Another concern is that local objects in the environment will scatter both external noise and receiver noise, which will then be picked up by the system and correlate with the original noise, causing sinusoidal ripples in the measured spectrum. We have estimated the magnitude of the reflections of the Galactic foreground from objects like trees and mountains on the horizon where the antenna gain is reduced by a factor of 20 dB or more. As long as objects subtend solid angles under about 100 deg$^2$, the spectrum will only be affected by a few parts per million (*ppm*). We have also considered the magnitude of noise originating from the receiver that will be returned by a nearby scatterer. Even if we assume that this noise is perfectly correlated with the internal receiver noise, it will only produce ripples in the spectrum at the level of a few *ppm* provided that the object, like a tree subtending a few deg$^2$, is more than $\sim100$ m away or a larger object, subtending $\sim100$ deg$^2$ is more than $\sim1$ km away.
Reflections of signals from compact radio sources may also be correlated. In this case the scatterer and the receiving antenna act like an adding interferometer to produce ripples in the spectrum. However, these effects are extremely small since a 1 Jy source results in under 1 mK of antenna temperature for the dipole-based EDGES system and the reflected signal is much smaller still. The ground reflection has been eliminated by placing the antenna on the ground. A brief discussion on the impact of these effects in radio astronomy measurements can be found also in @rohlfs_wilson.
Hardware Configuration {#s_edges_config}
----------------------
Following a careful choice of the deployment site for the experiment, the remaining sources of systematic uncertainty result from the hardware design of the system. The EDGES system consists of three primary modules: 1) an antenna, 2) an amplifier and comparison switching module, and 3) an analog-to-digital conversion and storage unit. The antenna, shown in Figure \[f\_edges\_photos\], is a “fat” dipole-based design derived from the four-point antenna of [@fourpoint1; @fourpoint2]. The design was chosen for its simplicity and its relatively broad frequency response that spans approximately an octave. The response of the antenna was tuned to 100 to 200 MHz by careful selection of the dipole dimensions.

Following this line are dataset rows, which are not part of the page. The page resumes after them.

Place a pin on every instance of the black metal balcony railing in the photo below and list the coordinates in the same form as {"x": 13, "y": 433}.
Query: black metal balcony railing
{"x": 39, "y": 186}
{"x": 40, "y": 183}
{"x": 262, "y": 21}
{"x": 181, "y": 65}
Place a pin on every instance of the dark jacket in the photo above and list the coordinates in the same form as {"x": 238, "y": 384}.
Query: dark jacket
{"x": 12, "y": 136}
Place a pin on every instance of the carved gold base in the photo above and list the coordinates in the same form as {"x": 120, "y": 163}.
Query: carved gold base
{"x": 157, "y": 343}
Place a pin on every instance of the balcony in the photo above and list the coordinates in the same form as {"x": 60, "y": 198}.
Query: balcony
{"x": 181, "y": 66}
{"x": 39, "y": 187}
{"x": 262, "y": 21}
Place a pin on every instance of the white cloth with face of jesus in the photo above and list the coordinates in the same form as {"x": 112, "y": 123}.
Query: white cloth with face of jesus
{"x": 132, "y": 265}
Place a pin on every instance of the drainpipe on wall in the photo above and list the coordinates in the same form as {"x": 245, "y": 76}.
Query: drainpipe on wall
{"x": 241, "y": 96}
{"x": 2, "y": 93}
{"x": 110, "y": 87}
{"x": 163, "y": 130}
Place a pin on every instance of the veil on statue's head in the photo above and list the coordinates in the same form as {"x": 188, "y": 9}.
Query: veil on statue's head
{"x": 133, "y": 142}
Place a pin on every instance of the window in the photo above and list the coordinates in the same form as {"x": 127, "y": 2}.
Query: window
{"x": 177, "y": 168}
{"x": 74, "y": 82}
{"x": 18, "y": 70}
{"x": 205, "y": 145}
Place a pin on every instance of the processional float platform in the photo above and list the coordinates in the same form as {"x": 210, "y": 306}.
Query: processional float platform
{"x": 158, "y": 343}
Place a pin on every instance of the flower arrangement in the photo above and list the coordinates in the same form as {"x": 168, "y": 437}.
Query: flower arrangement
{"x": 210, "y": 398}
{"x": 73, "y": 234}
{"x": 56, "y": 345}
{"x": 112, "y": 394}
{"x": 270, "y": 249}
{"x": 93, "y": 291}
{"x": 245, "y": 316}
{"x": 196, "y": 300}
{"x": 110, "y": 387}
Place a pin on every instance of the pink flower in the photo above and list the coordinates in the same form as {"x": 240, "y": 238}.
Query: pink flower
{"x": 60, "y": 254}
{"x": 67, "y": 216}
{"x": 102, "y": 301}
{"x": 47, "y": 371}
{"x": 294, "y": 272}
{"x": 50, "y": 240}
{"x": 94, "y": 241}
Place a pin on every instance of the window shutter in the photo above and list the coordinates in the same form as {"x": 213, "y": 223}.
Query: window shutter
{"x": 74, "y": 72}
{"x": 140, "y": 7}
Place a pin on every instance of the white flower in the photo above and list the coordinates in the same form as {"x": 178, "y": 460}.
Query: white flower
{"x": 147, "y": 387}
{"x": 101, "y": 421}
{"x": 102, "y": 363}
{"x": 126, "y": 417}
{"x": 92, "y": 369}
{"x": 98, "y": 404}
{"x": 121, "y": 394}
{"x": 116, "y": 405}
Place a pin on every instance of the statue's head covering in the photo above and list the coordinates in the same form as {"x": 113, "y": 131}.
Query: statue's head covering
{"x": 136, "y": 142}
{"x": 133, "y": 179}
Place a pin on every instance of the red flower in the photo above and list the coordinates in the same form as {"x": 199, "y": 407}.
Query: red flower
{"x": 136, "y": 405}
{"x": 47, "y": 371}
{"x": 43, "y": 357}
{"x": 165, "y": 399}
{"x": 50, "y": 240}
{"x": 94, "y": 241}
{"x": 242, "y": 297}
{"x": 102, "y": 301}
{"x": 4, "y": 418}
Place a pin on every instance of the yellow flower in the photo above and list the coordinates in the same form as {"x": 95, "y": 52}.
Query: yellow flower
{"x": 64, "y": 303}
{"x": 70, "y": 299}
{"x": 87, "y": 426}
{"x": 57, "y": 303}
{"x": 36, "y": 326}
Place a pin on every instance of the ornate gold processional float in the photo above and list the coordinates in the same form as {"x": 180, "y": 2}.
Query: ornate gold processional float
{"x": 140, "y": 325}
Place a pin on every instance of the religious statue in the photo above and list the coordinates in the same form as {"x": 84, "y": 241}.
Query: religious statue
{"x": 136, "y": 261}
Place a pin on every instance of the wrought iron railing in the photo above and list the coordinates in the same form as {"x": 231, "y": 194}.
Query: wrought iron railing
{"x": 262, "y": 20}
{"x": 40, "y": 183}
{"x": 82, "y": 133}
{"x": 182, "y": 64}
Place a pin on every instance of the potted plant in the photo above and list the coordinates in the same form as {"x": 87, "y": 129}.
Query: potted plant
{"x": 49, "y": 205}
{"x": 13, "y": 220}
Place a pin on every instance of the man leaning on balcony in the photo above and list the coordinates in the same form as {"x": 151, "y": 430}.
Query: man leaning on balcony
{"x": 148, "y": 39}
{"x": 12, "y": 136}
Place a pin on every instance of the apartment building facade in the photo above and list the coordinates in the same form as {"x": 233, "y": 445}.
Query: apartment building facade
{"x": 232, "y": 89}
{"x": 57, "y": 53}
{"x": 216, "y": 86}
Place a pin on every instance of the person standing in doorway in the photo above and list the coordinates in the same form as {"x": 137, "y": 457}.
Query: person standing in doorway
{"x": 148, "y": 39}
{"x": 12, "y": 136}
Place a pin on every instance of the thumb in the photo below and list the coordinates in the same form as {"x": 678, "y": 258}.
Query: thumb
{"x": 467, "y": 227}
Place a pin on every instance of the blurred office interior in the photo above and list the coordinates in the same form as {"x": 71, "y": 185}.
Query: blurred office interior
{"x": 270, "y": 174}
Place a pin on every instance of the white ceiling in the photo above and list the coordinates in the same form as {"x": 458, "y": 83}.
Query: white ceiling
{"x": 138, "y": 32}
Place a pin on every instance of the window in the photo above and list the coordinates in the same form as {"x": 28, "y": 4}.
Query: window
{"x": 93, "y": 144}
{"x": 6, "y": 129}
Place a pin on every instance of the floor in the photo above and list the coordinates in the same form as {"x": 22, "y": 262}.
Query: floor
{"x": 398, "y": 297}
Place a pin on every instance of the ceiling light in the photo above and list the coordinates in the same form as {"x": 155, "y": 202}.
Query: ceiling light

In order to eliminate reflections from the ground and to reduce gain toward the horizon, the antenna is placed over a conducting mesh that rests directly on the ground. The mesh is constructed from thin, perforated metal sheets to reduce weight and is shaped to match an octagonal support structure below the ground screen. The diameter of this ground screen is approximately 2 m.
Although the antenna is constructed with perpendicular dipoles capable of receiving dual linear polarizations, only one polarization of the crossed-dipole is sampled by the receiver in order to reduce the cost of the system. This is acceptable since the spatially averaged all-sky spectrum is expected to have essentially no polarized component. The Galactic foreground does exhibit strong polarization in certain regions, such as the “fan region” around $\ell\approx140^\circ$, $b\approx8^\circ$, which has an extended polarized component of about 3 K [@1973MNRAS.163..147W]. Such a region could produce a ripple in the measured spectrum from a single linear polarization as the polarization angle rotates with frequency. Under the worst circumstances, if such a region were located at the peak of the EDGES beam, the magnitude of the ripple could reach $\sim50$ mK. Away from the Galactic plane, however, where EDGES observations are generally targeted in order to reduce the system temperature, it is more likely that the effects of polarization would be at least an order of magnitude lower. Furthermore, if the rotation measure (RM) is of order 10 rad m$^{-2}$, then the polarized component could be averaged out over $\sim1$ MHz. Nevertheless, in future versions of EDGES, both ports of the antenna will be sampled in order to check for polarization effects and other systematic effects that result from the non-uniformity of Galactic radiation.
A dipole antenna is naturally a balanced electrical system. To convert from the balanced antenna leads to the unbalanced receiver system (in which one lead is grounded), a short coaxial cable enclosed in a clamp-on split ferrite core with a high impedance is used as a common-mode choke balun[^2] and is connected directly to the terminals of the antenna with the central conductor fastened to one element and the braided shielding to the other.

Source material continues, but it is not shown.